Però mi è venuto spontaneo domandarmi perché usare la parola
"verità" e non sostiturla con "realtà":

- questa è la realtà in sé (maral avrebbe potuto scrivere così)
- la realtà del significato (mymind avrebbe potuto scrivere così).
Perché la verità che si mostra come rapporto tra vero e falso è come la realtà si presenta alla coscienza e quindi al linguaggio.

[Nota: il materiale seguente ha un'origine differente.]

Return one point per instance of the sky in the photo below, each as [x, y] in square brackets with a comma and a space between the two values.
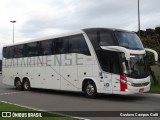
[40, 18]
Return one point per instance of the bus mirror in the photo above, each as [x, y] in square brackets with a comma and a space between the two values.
[124, 68]
[154, 52]
[118, 49]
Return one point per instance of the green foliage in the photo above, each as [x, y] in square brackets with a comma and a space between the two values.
[151, 41]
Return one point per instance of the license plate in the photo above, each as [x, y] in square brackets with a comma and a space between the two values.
[141, 90]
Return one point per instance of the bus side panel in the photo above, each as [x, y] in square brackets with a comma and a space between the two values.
[69, 80]
[53, 77]
[6, 76]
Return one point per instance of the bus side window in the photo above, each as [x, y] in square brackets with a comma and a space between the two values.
[32, 49]
[5, 52]
[77, 44]
[61, 45]
[18, 51]
[10, 52]
[45, 47]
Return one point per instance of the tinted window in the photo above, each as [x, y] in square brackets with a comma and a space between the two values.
[18, 51]
[31, 49]
[10, 52]
[5, 52]
[46, 47]
[61, 45]
[129, 40]
[109, 61]
[101, 38]
[77, 44]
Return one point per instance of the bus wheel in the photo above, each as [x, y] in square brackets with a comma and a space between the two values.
[18, 84]
[90, 89]
[26, 85]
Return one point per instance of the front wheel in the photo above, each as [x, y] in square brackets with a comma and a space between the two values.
[26, 85]
[90, 89]
[18, 84]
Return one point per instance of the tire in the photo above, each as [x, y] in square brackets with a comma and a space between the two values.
[90, 89]
[18, 84]
[26, 85]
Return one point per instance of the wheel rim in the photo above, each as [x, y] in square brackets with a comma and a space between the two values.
[26, 85]
[18, 84]
[90, 89]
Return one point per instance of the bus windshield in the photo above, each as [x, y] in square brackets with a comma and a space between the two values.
[129, 40]
[136, 67]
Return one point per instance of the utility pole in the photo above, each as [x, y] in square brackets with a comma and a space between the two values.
[139, 25]
[13, 28]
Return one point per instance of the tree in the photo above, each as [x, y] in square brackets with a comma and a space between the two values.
[151, 39]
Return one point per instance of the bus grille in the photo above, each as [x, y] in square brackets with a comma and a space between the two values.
[140, 84]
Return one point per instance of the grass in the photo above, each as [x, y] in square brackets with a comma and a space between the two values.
[155, 88]
[5, 107]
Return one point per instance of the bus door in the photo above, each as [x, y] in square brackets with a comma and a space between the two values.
[115, 83]
[107, 84]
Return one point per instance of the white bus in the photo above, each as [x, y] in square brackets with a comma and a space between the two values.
[95, 60]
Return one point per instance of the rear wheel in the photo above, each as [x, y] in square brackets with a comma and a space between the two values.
[90, 89]
[26, 85]
[18, 84]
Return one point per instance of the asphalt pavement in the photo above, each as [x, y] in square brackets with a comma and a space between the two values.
[52, 100]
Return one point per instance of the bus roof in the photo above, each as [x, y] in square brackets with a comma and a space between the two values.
[67, 34]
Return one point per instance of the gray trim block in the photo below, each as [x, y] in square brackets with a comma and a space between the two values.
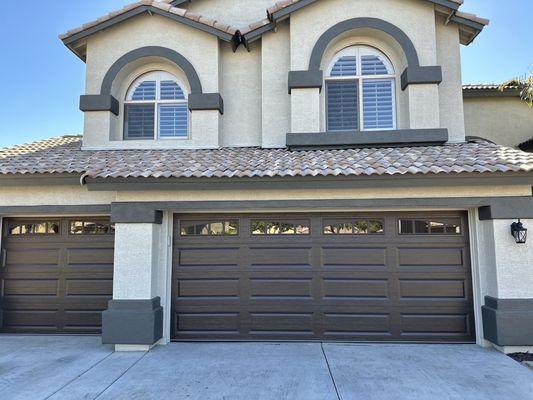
[421, 75]
[122, 213]
[508, 322]
[305, 80]
[133, 322]
[206, 101]
[503, 208]
[296, 141]
[99, 102]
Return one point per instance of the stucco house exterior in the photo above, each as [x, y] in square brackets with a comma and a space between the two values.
[300, 173]
[499, 116]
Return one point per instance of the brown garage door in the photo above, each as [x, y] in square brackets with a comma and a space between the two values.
[367, 277]
[57, 274]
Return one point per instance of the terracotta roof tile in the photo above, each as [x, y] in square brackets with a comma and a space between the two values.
[64, 155]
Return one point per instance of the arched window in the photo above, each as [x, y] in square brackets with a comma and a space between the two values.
[156, 108]
[360, 91]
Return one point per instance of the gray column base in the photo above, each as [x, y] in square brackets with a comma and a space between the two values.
[508, 322]
[135, 322]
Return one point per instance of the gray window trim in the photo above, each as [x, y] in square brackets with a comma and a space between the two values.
[351, 139]
[413, 74]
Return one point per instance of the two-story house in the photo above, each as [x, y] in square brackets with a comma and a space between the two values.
[300, 173]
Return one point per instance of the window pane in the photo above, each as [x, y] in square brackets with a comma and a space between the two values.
[145, 91]
[173, 120]
[170, 90]
[209, 228]
[286, 227]
[140, 121]
[345, 66]
[342, 105]
[378, 103]
[373, 65]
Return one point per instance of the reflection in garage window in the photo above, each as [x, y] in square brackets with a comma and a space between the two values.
[356, 227]
[91, 228]
[280, 227]
[209, 228]
[434, 226]
[34, 228]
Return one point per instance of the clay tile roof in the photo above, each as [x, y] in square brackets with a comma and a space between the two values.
[163, 5]
[64, 155]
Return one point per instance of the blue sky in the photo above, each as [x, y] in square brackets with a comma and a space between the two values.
[43, 80]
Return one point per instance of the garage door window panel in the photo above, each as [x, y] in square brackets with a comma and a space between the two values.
[430, 227]
[354, 227]
[34, 228]
[91, 227]
[209, 228]
[280, 227]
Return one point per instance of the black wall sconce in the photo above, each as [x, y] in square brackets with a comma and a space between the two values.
[519, 232]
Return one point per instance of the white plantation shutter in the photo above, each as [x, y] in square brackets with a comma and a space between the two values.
[156, 107]
[173, 121]
[345, 66]
[342, 100]
[140, 121]
[378, 104]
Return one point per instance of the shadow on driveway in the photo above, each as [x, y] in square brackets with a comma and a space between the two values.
[33, 367]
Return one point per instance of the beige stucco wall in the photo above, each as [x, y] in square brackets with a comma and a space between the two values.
[450, 89]
[507, 121]
[240, 88]
[238, 13]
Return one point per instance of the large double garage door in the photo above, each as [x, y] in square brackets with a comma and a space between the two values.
[56, 274]
[346, 277]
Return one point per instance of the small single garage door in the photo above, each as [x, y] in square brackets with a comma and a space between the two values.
[57, 274]
[356, 277]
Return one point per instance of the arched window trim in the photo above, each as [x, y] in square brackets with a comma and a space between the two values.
[157, 77]
[359, 51]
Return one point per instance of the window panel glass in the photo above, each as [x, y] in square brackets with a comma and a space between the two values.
[378, 103]
[282, 227]
[170, 90]
[430, 227]
[345, 66]
[373, 65]
[140, 121]
[173, 120]
[145, 91]
[342, 105]
[209, 228]
[354, 227]
[34, 228]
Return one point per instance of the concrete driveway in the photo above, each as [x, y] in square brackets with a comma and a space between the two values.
[33, 367]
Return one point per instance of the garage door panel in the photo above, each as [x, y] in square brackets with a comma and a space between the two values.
[209, 257]
[208, 288]
[355, 288]
[208, 323]
[31, 257]
[354, 257]
[280, 288]
[89, 287]
[430, 257]
[20, 319]
[349, 324]
[316, 286]
[432, 324]
[56, 282]
[30, 287]
[92, 256]
[279, 256]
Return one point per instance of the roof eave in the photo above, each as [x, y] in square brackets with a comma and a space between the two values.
[70, 40]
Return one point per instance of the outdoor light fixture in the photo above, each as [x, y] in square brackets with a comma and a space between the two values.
[519, 232]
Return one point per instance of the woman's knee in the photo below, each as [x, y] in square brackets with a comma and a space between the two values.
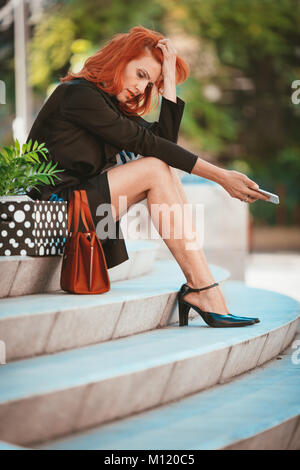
[157, 169]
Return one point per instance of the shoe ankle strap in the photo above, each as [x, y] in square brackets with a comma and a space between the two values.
[185, 289]
[202, 288]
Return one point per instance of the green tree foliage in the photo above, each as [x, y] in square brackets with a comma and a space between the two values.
[21, 168]
[258, 47]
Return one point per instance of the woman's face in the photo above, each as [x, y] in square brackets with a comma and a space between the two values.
[137, 75]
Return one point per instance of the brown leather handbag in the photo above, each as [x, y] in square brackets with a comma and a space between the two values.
[84, 268]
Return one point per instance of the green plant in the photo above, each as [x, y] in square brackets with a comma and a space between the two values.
[21, 168]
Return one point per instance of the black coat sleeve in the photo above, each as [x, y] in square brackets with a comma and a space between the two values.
[169, 120]
[87, 108]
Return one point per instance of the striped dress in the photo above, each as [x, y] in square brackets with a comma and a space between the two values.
[123, 157]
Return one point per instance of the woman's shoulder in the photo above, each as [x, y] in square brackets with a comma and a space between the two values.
[87, 89]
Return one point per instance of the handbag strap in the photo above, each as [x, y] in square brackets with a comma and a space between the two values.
[86, 213]
[73, 212]
[79, 204]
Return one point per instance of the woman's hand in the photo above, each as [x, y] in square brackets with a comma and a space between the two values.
[241, 187]
[170, 54]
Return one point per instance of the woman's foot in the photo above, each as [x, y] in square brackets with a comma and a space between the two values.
[209, 300]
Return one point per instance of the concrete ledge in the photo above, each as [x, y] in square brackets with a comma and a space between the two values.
[85, 387]
[259, 410]
[25, 275]
[47, 323]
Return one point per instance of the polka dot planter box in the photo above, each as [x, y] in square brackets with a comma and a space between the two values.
[33, 228]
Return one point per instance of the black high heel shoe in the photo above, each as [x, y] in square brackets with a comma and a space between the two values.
[212, 319]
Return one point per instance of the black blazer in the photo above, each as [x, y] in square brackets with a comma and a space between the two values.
[84, 130]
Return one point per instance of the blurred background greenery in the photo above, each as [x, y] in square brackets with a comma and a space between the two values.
[243, 54]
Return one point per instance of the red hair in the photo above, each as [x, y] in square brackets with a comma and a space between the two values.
[106, 67]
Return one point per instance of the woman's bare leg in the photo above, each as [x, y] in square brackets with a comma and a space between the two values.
[152, 179]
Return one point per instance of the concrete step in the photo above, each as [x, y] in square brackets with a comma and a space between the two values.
[259, 410]
[50, 396]
[46, 323]
[25, 275]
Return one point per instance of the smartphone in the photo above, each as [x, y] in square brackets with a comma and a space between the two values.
[272, 197]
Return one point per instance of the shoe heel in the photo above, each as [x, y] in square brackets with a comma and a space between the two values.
[183, 314]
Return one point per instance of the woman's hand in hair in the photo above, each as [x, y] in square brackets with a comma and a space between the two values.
[170, 54]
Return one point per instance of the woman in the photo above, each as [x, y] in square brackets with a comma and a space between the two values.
[91, 124]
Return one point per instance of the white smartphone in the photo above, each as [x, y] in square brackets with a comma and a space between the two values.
[272, 197]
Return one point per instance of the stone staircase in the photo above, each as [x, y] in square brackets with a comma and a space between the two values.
[114, 371]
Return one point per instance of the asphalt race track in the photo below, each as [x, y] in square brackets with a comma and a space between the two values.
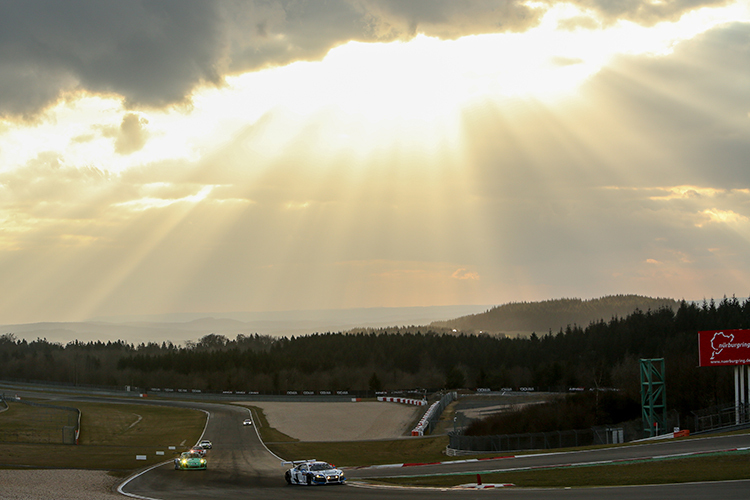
[241, 467]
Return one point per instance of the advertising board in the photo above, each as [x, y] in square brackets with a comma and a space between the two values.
[724, 347]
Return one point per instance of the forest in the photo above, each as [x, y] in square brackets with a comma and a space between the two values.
[604, 354]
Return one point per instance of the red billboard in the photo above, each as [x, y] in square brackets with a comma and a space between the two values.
[724, 347]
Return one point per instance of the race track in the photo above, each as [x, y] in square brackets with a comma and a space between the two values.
[241, 467]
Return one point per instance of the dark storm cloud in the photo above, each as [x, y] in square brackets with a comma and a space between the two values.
[154, 53]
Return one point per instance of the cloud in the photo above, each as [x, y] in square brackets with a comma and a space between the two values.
[155, 53]
[463, 274]
[644, 12]
[132, 135]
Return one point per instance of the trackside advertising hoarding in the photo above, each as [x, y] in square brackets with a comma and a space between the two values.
[724, 347]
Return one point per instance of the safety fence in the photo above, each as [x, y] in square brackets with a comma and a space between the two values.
[721, 416]
[460, 444]
[45, 424]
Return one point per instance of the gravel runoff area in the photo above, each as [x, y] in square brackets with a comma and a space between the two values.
[59, 484]
[355, 421]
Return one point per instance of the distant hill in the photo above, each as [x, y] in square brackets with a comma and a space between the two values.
[523, 318]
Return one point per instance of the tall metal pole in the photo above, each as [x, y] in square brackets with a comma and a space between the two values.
[742, 393]
[737, 395]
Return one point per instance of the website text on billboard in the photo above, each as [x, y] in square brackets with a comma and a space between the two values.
[724, 347]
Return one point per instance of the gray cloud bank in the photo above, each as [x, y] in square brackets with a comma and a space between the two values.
[154, 53]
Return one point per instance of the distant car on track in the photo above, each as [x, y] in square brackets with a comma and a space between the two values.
[311, 472]
[190, 461]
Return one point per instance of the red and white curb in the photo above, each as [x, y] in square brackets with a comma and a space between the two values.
[447, 462]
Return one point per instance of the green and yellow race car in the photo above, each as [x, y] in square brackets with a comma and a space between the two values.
[190, 461]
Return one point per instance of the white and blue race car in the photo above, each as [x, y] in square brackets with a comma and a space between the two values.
[312, 472]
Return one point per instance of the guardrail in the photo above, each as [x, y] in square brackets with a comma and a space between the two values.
[432, 415]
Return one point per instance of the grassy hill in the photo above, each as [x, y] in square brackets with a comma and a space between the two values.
[523, 318]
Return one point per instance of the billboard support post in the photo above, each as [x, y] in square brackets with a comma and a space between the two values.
[653, 396]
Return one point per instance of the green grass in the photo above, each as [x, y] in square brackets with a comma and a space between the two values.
[716, 467]
[267, 433]
[31, 424]
[111, 437]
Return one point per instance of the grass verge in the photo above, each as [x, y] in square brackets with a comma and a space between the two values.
[719, 467]
[354, 453]
[112, 435]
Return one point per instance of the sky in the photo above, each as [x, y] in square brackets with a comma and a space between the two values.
[211, 156]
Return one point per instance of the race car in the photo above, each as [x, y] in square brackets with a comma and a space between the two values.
[198, 451]
[190, 461]
[312, 471]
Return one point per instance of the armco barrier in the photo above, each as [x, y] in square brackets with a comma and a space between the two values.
[407, 401]
[432, 414]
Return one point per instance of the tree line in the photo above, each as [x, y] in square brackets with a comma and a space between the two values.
[604, 354]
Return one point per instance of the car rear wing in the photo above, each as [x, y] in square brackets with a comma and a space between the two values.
[297, 462]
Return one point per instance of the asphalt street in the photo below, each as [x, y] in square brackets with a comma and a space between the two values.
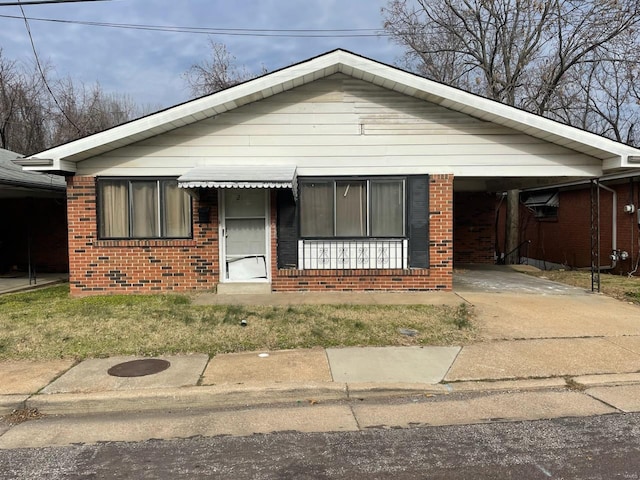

L'essere vero o falso è caratteristico delle rappresentazioni, le sole a cui abbiamo accesso tessendo i nostri discorsi.
Della realtà non credo di poter dire nulla se non a mezzo della verità, non so che significato logico si possa attribuire al termine irreale, forse irreale è solo il niente (ma anche questo potrebbe essere dubbio, poiché la frase "il niente è irreale" mi suona assurda, forse il niente è solo un confine oltre il quale non vi è niente).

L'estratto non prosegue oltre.